Dubbed Linear-Complexity Multiplication (L-Mul) the technique that reduces AI model power consumption by replacing energy-intensive floating-point multiplications with simpler integer additions. This method promises significant energy savings without compromising accuracy but requires specialised hardware to fully realise its benefits.
L-Mul approximates intensive floating-point multiplications so that instead of multiplying 123.45 by 67.89, L-Mul breaks it down into smaller, more manageable steps using addition.
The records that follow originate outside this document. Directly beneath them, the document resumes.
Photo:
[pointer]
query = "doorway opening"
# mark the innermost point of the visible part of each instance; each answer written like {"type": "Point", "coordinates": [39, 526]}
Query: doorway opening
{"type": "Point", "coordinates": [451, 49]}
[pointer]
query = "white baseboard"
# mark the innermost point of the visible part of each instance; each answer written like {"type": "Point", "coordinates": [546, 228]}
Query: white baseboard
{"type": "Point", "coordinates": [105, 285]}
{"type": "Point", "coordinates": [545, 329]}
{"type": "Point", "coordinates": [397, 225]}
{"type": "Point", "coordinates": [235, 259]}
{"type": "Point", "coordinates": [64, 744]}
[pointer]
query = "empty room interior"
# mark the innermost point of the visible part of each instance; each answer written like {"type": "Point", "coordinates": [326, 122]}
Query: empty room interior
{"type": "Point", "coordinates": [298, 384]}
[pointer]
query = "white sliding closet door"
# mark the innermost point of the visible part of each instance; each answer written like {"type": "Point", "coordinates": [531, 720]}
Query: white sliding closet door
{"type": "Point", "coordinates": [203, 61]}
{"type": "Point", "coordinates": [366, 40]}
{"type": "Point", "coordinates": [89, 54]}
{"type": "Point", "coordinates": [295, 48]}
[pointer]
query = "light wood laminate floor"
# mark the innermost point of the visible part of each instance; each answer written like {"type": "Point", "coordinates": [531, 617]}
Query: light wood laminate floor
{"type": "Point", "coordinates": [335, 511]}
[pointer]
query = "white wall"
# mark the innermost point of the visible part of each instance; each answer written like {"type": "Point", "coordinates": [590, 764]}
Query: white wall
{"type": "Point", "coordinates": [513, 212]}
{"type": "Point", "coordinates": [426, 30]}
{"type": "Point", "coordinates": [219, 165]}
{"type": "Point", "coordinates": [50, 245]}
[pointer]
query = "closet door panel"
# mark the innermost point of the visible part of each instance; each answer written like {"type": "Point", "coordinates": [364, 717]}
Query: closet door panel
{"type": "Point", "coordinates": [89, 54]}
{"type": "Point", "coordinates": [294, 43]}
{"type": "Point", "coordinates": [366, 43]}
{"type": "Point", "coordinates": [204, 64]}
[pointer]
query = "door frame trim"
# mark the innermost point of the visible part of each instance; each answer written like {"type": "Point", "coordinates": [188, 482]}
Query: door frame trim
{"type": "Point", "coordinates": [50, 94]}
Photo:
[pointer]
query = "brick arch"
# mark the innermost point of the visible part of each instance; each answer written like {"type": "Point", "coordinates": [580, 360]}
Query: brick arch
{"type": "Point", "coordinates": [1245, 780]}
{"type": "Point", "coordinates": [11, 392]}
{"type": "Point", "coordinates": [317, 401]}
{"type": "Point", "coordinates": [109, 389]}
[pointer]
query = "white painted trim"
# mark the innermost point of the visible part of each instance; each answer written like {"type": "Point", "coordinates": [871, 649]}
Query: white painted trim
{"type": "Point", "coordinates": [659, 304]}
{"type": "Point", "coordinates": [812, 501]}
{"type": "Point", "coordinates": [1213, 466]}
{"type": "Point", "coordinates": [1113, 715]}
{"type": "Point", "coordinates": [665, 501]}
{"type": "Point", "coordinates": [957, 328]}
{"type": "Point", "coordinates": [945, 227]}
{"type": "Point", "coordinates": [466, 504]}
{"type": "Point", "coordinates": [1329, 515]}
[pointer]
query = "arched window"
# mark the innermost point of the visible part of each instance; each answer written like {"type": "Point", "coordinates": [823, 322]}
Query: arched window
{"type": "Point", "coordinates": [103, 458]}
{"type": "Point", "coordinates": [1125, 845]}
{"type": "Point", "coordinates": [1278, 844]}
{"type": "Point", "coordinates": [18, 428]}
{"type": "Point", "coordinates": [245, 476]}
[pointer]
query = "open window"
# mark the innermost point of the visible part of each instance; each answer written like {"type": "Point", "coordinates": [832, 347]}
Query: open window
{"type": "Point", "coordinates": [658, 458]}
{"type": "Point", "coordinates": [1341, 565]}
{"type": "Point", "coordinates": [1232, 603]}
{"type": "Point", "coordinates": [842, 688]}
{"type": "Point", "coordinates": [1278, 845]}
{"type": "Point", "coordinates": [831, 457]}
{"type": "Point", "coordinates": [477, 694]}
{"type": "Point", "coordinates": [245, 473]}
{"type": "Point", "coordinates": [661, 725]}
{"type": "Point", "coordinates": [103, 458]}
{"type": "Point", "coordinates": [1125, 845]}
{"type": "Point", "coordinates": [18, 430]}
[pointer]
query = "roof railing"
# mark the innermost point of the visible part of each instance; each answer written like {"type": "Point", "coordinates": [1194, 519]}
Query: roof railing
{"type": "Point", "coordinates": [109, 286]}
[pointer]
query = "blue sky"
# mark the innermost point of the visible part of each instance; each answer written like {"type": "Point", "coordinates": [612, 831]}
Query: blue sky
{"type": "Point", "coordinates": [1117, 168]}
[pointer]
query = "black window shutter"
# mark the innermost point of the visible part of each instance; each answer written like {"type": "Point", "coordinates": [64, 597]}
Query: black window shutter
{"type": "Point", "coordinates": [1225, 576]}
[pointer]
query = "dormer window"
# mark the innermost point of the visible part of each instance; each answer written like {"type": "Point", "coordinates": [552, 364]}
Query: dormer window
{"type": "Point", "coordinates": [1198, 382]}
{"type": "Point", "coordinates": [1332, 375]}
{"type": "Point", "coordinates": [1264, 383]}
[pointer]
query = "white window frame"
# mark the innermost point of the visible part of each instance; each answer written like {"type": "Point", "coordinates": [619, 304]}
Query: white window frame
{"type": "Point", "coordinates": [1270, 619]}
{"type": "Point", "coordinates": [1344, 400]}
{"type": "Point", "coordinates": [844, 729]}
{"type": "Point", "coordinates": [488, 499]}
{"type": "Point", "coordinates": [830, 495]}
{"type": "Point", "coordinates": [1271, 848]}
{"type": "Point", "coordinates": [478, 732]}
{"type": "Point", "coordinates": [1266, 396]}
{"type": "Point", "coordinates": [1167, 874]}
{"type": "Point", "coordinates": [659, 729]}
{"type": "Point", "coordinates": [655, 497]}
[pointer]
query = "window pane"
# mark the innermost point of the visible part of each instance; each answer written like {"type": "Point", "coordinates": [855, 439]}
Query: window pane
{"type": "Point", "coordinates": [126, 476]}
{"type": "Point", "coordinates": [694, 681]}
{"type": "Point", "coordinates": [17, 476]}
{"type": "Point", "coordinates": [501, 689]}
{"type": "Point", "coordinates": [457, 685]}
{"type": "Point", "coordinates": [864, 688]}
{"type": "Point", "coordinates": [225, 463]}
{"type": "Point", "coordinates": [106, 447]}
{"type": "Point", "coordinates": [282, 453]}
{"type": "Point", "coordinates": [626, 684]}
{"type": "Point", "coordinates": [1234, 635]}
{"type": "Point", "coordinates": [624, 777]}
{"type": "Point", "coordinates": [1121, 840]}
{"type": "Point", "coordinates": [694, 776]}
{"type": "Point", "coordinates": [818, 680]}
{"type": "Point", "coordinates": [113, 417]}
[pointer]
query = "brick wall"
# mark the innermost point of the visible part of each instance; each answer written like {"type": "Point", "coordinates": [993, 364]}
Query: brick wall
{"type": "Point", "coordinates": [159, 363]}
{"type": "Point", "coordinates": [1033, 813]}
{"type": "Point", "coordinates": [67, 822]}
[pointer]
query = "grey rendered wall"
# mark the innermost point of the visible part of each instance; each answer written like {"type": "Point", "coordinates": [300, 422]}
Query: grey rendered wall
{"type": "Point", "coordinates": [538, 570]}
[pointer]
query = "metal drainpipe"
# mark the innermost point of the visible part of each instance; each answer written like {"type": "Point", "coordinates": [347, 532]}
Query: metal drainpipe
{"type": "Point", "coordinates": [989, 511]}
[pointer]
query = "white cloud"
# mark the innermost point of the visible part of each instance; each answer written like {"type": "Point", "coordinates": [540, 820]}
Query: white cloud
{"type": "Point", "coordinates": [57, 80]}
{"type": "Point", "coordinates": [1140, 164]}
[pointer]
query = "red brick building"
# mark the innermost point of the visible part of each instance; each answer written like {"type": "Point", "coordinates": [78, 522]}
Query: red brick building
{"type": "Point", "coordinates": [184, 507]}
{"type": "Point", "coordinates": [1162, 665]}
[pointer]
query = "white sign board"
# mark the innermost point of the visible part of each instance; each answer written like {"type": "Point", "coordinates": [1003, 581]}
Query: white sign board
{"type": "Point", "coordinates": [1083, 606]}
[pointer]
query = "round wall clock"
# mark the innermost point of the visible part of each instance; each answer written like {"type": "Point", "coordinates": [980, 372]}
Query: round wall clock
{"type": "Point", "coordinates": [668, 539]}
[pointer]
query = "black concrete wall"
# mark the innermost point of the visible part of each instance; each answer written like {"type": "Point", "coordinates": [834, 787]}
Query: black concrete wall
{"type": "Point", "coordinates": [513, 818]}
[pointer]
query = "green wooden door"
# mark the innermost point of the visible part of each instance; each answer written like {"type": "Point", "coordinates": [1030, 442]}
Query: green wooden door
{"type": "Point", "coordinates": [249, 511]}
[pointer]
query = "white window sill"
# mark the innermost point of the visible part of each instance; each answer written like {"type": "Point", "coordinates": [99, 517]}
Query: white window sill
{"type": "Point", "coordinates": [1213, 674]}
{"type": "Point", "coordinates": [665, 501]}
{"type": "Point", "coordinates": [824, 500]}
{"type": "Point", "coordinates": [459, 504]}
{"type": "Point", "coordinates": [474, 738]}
This speeds up the calculations and uses less energy while maintaining accuracy. The results seem promising: "Applying the L-Mul operation in tensor processing hardware can potentially reduce 95 per cent energy cost by element-wise floating point tensor multiplications and 80 per cent energy cost of dot products," the researchers claim.
According to this research, a model using this technique would require 95 per cent less energy to think and 80 per cent less energy to generate new ideas.
The algorithm's impact extends beyond energy savings. In some cases, l-Mul outperforms current 8-bit standards, achieving higher precision while using significantly less bit-level computation.
Tests across natural language processing, vision tasks, and symbolic reasoning showed an average performance drop of just 0.07 per cent -- a negligible tradeoff for the potential energy savings.
Transformer-based models, the backbone of large language models like GPT, could benefit significantly from L-Mul. The algorithm seamlessly integrates into the attention mechanism, a computationally intensive part of these models. Tests on popular models such as Llama, Mistral, and Gemma revealed some accuracy gain on specific vision tasks.
At an operational level, L-Mul's advantages become even more apparent. The research shows that multiplying two float8 numbers (how AI models would operate today) requires 325 operations, while L-Mul uses only 157 -- less than half.
“L-Mul is both more efficient and more accurate than fp8 multiplication," the study concludes. But nothing is perfect, and this technique has a major Achilles heel: It requires a particular type of hardware, so the current hardware isn't optimised to take full advantage of it.
Plans for specialised hardware that natively supports L-Mul calculations may be already in motion.
"To unlock the full potential of our proposed method, we will implement the L-Mul and L-Matmul kernel algorithms on hardware level and develop programming APIs for high-level model design," the researchers say.